United States v. Albert Flowers, Jr.
664 F. App'x 887
| 11th Cir. | 2016Background
- Albert Flowers Jr. was convicted of wire fraud for submitting fraudulent claims to the Gulf Coast Claims Facility (GCCF) after the Deepwater Horizon spill, including a claim in the name of a non-existent business, "Flowers Clean Up Service."
- The government moved to admit Flowers’s prior Florida unemployment-fraud conviction as evidence; it argued the conviction was intrinsic to the charged scheme because the wire-fraud claims omitted sources of income.
- Flowers conceded the underlying facts giving rise to the unemployment-fraud conviction were admissible but objected to admission of the judgment reflecting a nolo contendere plea, arguing it could not be used as an admission, was cumulative, and was unfairly prejudicial.
- The district court admitted the document containing both the nolo plea and the conviction, instructing the jury to consider the conviction only if they found Flowers had intent to deceive in the unemployment-fraud matter.
- On appeal Flowers argued the judgment was inadmissible because a nolo contendere plea does not admit guilt; the Eleventh Circuit acknowledged the nolo plea cannot be used as an admission but treated any error in admitting the judgment as harmless.
- The court affirmed Flowers’s wire-fraud conviction because the record contained overwhelming evidence that the lawn-service business never existed and that Flowers intended to defraud the GCCF, so any erroneous admission of the judgment did not substantially influence the verdict.
Issues
| Issue | Plaintiff's Argument | Defendant's Argument | Held |
|---|---|---|---|
| Admissibility of prior conviction judgment (nolo contendere) | Judgment inadmissible; nolo plea "admits nothing" and cannot be used as admission of guilt | Judgment admissible to show underlying facts and to prove intent and that claimed business did not exist | Court doubted probative value outweighed prejudice but found any error harmless and affirmed conviction |
| Use of underlying facts from prior conviction | Underlying acts admissible (Flowers conceded this) | Government relied on those facts as intrinsic evidence of scheme and to disprove business existence | Underlying facts admissible; admission of judgment unnecessary to prove those facts |
| Whether nolo contendere plea can be used to prove admission of guilt | Nolo plea cannot be used as admission or for impeachment in later proceedings | Gov’t could use underlying facts but not plea to prove admission | Court reaffirmed nolo plea does not admit guilt; prior plea cannot be used as admission in separate proceedings |
| Harmless-error standard for erroneous evidentiary ruling | Admission of judgment was prejudicial and could affect outcome | Any evidentiary error was harmless given overwhelming independent evidence of fraud | Error (if any) was harmless; conviction affirmed |
Key Cases Cited
- United States v.

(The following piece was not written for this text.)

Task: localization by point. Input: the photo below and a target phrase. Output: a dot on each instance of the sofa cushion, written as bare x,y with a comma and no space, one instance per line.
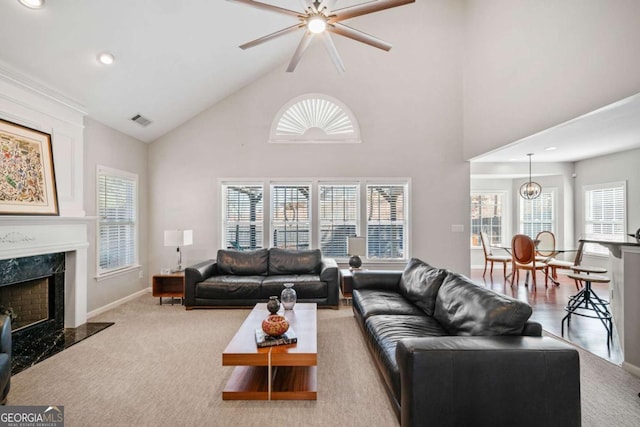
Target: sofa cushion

Jiminez, 224 F.3d 1243 (11th Cir. 2000) (standard of review for district court evidentiary rulings)
- United States v. Williams, 642 F.2d 136 (5th Cir. 1981) (nolo contendere plea "admits nothing" for later proceedings)
- Mickler v. Fahs, 243 F.2d 515 (5th Cir. 1957) (nolo plea is not receivable in another proceeding as evidence of guilt)
- United States v. Morrow, 537 F.2d 120 (5th Cir. 1976) (nolo contendere plea generally not usable for impeachment or to show intent in separate proceedings)
- United States v. Wyatt, 762 F.2d 908 (11th Cir. 1985) (underlying facts of a nolo plea may be admissible but the plea itself cannot be used to prove admission of guilt)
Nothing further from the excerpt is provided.